Academic journal article Human Architecture: Journal of the Sociology of Self-Knowledge

Conspicuous Conflict

Academic journal article Human Architecture: Journal of the Sociology of Self-Knowledge

Conspicuous Conflict

Article excerpt

For millennia, the human race has had the ability to manipulate its environment for its own benefit. This ability gives members of the species a feeling of power to which many of them become fixated. The more easily or effectively they can do the manipulating, the greater the euphoria and prestige they gain.

Power is a means to achieve happiness for some, but it does not equal happiness. There has been an underlying dogma in many ideas about life, society, and politics that glorifies power and prestige, urges everybody to acquire them, and promotes inequality. People seek political influence over others, more property than they need, popularity for the sake of being seen as an important figure by others, and to further the ends of their particular interest group(s). The ideology that power and prestige bring superiority, a presumably desirable end, brings about constant conflict among humans.

It is this conflict driving our species that poses a problem for me; I shall have no part in it. Regardless, conflicting groups need my peers and I to pass on their ideology to the younger generation in order to continue the vicious cycle. People are being socialized into this mode of thought from their earliest days. Escape from conflict is not an exact science, but I intend to relate to the reader my experience in doing it and my philosophies behind it.

An explanation of the ideology of power and prestige is necessary in understanding how it is a problem. Power, the ability to manipulate one's environment effectively, and prestige, the quality of being admirable enough to have influence over others, are sometimes seen as a means to happiness; other times they are considered happiness. A main element in this belief system is that it is better to have more influence, goods, or prestige than one's fellow humans. An individual's worth is not measured in itself but relative to that of another. It is not enough to be worthy; one must be worthier than other members of society. Other ideologies are often used as a disguise to hide these premises I have just mentioned. Systems, both formal and informal, are designed to perpetuate it using another ideology as a red herring. A "trickle down of 'truth'" effect takes place when macro-level agents of socialization (institutions and mass media) socialize micro-level agents (peers, family, and community), who proceed to coerce others to attach themselves to the belief system.

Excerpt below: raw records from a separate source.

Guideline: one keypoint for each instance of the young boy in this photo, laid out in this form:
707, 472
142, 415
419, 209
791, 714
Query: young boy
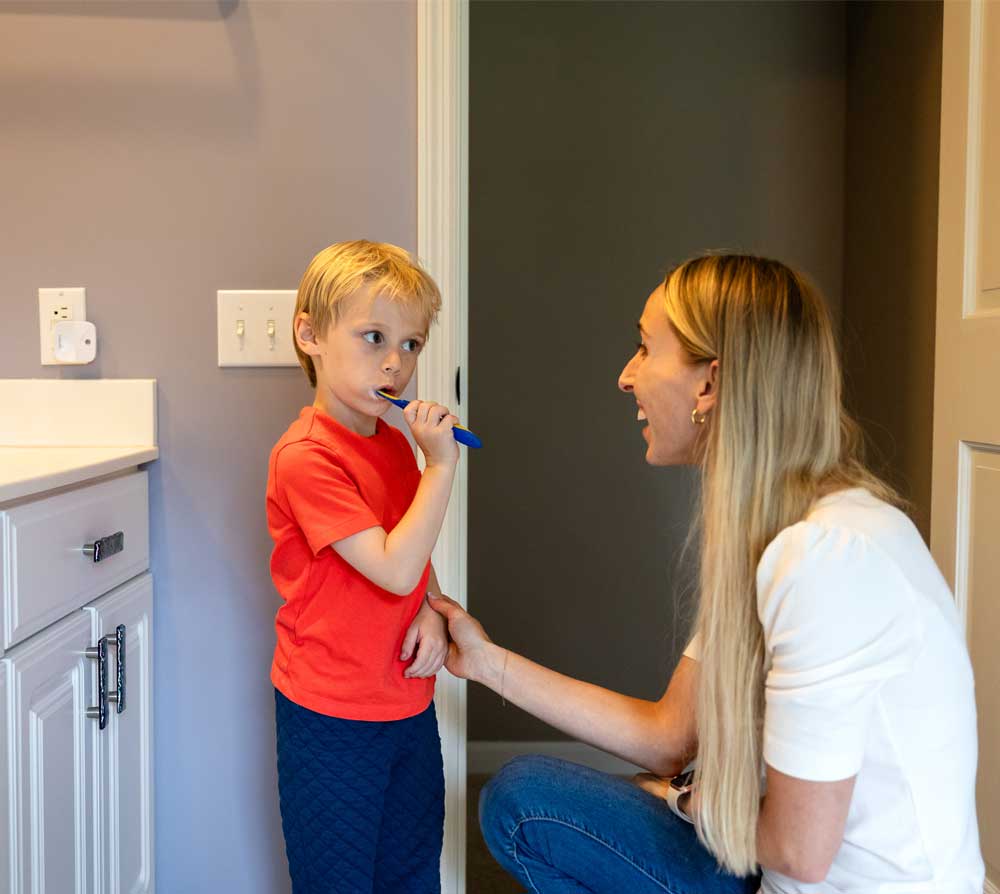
360, 776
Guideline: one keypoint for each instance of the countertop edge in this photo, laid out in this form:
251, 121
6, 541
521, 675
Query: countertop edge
46, 481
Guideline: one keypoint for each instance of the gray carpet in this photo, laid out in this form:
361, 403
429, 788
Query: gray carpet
483, 874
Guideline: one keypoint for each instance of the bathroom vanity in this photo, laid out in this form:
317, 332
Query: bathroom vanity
76, 636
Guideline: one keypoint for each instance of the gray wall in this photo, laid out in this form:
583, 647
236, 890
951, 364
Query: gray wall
607, 141
890, 261
155, 153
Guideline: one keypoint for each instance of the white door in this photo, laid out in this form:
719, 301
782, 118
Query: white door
125, 748
52, 683
965, 512
442, 244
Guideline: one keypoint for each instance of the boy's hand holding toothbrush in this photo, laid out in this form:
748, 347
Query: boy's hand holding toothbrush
432, 427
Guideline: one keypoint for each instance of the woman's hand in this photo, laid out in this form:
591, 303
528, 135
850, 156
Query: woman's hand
427, 635
468, 651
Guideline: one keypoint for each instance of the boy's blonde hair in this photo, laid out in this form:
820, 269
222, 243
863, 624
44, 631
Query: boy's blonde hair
342, 269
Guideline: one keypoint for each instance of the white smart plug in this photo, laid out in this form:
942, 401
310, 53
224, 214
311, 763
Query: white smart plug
74, 341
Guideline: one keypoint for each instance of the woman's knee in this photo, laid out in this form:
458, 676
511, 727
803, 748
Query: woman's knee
517, 789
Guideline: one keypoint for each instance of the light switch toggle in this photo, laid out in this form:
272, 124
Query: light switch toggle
255, 327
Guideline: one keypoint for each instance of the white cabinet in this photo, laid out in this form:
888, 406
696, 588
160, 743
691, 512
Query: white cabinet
53, 755
125, 827
76, 799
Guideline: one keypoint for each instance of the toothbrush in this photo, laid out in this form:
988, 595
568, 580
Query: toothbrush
462, 434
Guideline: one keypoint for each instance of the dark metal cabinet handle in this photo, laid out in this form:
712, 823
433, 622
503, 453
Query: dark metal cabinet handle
105, 547
118, 696
100, 654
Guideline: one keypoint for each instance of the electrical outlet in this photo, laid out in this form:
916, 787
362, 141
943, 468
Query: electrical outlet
55, 305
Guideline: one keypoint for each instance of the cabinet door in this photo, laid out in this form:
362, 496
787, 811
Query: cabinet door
53, 758
126, 751
6, 802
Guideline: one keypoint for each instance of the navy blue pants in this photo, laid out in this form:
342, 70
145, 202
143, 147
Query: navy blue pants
362, 802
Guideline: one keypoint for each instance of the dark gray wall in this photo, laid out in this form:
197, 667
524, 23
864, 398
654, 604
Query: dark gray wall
890, 261
607, 141
155, 153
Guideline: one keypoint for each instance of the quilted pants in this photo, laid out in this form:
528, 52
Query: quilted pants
362, 802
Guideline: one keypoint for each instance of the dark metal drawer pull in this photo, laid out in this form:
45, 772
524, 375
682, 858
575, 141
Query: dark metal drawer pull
105, 547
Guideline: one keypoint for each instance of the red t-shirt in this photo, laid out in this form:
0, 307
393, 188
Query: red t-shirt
339, 635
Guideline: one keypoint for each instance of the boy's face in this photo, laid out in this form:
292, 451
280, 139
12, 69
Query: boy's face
374, 345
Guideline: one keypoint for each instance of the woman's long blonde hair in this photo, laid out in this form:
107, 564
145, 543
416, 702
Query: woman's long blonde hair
777, 439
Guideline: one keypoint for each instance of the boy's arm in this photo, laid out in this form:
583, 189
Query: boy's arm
396, 561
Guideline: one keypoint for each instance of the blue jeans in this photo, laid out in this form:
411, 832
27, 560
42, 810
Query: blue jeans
558, 828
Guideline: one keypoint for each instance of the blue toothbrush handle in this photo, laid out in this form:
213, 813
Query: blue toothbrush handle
464, 436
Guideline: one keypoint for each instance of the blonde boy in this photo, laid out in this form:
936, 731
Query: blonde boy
353, 522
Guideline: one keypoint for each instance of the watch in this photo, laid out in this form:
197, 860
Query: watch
680, 786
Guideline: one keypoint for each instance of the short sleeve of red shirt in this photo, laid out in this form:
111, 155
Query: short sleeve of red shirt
322, 498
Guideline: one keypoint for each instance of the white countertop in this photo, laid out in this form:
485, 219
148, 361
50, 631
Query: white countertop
59, 432
25, 471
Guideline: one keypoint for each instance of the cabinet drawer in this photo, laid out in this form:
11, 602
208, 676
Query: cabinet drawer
47, 574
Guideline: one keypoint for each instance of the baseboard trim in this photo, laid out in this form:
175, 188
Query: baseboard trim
488, 757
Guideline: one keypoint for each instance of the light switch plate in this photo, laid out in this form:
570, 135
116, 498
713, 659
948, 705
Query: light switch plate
54, 306
255, 327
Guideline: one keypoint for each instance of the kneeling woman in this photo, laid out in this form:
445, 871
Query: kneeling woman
827, 693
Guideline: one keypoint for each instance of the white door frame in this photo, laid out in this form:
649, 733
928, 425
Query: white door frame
442, 245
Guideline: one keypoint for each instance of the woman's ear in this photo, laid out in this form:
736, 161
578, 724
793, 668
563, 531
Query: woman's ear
305, 335
709, 388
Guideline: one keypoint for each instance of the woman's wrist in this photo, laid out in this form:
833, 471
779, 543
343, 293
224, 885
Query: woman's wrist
489, 668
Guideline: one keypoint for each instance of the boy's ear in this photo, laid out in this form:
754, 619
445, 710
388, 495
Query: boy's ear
305, 335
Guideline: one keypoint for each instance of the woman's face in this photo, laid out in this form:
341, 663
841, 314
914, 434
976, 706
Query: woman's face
667, 387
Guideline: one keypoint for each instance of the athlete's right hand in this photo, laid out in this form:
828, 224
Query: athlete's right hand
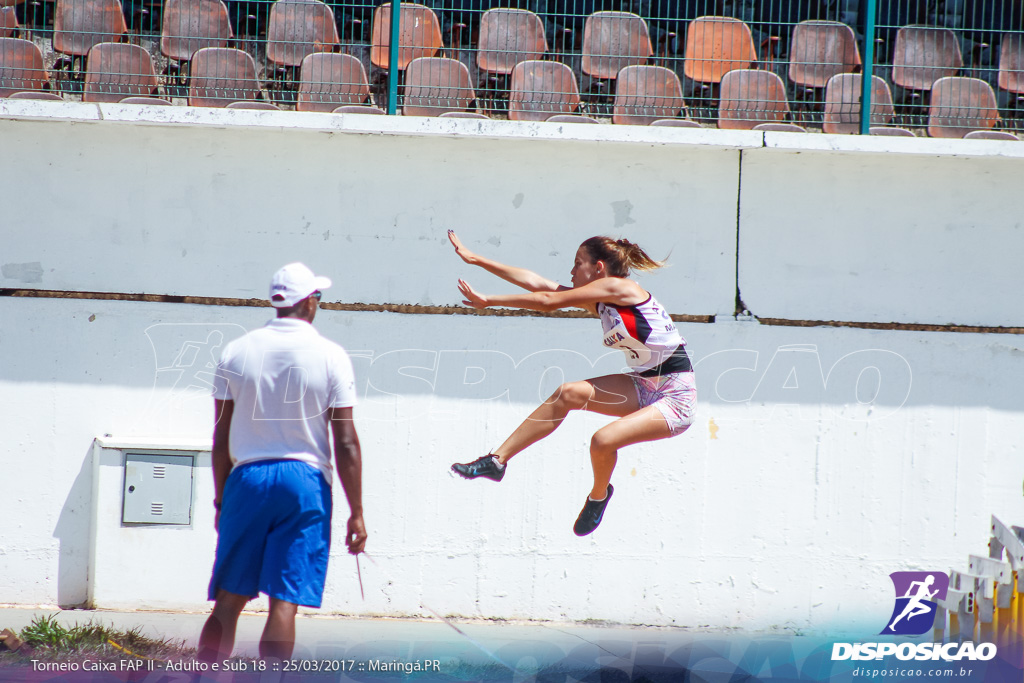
356, 537
464, 254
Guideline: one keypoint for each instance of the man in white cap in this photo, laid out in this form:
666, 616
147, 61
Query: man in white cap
276, 391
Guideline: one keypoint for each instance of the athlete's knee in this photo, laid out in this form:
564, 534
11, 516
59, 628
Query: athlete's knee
603, 442
572, 395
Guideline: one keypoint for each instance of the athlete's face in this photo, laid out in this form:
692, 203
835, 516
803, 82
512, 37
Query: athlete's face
585, 269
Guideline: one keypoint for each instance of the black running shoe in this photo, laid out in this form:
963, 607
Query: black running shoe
481, 467
591, 514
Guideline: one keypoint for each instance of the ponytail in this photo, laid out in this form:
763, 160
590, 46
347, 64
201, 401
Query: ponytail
621, 256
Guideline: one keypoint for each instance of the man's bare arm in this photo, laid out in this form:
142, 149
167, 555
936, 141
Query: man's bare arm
348, 460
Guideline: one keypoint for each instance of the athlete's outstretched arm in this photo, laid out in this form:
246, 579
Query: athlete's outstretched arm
527, 280
607, 290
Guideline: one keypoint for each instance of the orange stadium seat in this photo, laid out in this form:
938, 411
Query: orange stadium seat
435, 85
1011, 76
891, 131
78, 25
9, 25
328, 80
508, 37
675, 123
990, 135
36, 94
645, 93
923, 55
751, 96
716, 45
159, 101
298, 28
843, 103
541, 89
192, 25
612, 41
780, 127
464, 115
222, 75
253, 104
960, 105
419, 35
358, 109
116, 71
20, 67
820, 50
570, 118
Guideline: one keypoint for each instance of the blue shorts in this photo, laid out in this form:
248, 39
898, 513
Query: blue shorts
274, 532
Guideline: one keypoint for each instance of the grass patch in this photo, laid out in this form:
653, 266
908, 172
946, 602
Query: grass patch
51, 641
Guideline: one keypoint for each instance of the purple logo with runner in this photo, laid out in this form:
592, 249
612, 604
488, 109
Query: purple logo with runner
916, 595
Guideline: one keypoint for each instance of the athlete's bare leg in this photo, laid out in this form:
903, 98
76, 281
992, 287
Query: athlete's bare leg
647, 424
217, 639
611, 394
279, 634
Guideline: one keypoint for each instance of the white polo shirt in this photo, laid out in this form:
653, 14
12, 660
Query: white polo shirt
283, 379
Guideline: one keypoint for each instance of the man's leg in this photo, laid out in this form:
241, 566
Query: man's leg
279, 635
217, 639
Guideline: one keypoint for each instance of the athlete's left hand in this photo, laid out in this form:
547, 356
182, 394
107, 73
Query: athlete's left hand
472, 298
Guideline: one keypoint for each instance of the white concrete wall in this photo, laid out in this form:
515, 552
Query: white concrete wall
822, 459
806, 479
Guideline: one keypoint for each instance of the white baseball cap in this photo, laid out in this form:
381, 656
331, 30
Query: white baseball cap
294, 283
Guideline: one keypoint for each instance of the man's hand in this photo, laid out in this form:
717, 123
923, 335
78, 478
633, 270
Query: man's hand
356, 538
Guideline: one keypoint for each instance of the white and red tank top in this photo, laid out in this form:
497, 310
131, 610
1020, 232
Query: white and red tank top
649, 338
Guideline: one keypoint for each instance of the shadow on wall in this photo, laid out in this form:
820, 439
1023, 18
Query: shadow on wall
517, 359
73, 529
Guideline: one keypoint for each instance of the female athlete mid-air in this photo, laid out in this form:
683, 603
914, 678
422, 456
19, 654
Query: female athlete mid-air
654, 400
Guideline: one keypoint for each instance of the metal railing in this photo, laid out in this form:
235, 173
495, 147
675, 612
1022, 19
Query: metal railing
941, 68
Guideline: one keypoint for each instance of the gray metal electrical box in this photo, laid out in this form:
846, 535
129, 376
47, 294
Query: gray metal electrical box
158, 488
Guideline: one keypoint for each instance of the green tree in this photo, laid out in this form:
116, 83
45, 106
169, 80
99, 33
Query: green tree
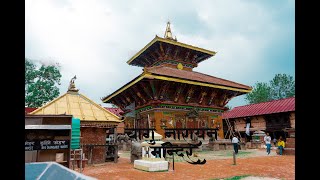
261, 93
40, 83
281, 86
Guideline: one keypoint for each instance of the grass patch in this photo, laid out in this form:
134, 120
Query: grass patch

When I claim that the system needs my peers and I to pass on their ideology to the younger generation, it can be said that I consider the ideology to have adverse effects on humans' everyday lives. It causes "conspicuous conflict" (to be defined later) between individuals, institutions, private groups, and nations. The conflict only brings about more social and psychological problems like stigma, strain, and an illusory sense of empowerment. Value is determined by an economic system rather than by the individuals involved in a transaction. Power and prestige seekers have distorted inspiring philosophies of the past. Philosophy is actually discouraged by supporters of this ideology, as they attempt to prevent people from seeing extensively. To begin my discourse I will first discuss Mannheim's conceptions of ideology and utopia, his sociology of knowledge being relevant to my realization of my own problems and biases.


Karl Mannheim's book Ideology and Utopia (1936) was written to clarify epistemological information and create a new perspective in sociology--the sociology of knowledge. Mannheim makes some excellent points while establishing himself as an intellectual innovator. His model of a "general conception of ideology" combines the analysis of ideology with that of one's own view of the world (Tamdgidi 4). Individuals who take on this sort of thinking will understand their situations more effectively, as their new mode of thought lessens their biases (Tamdgidi 5). …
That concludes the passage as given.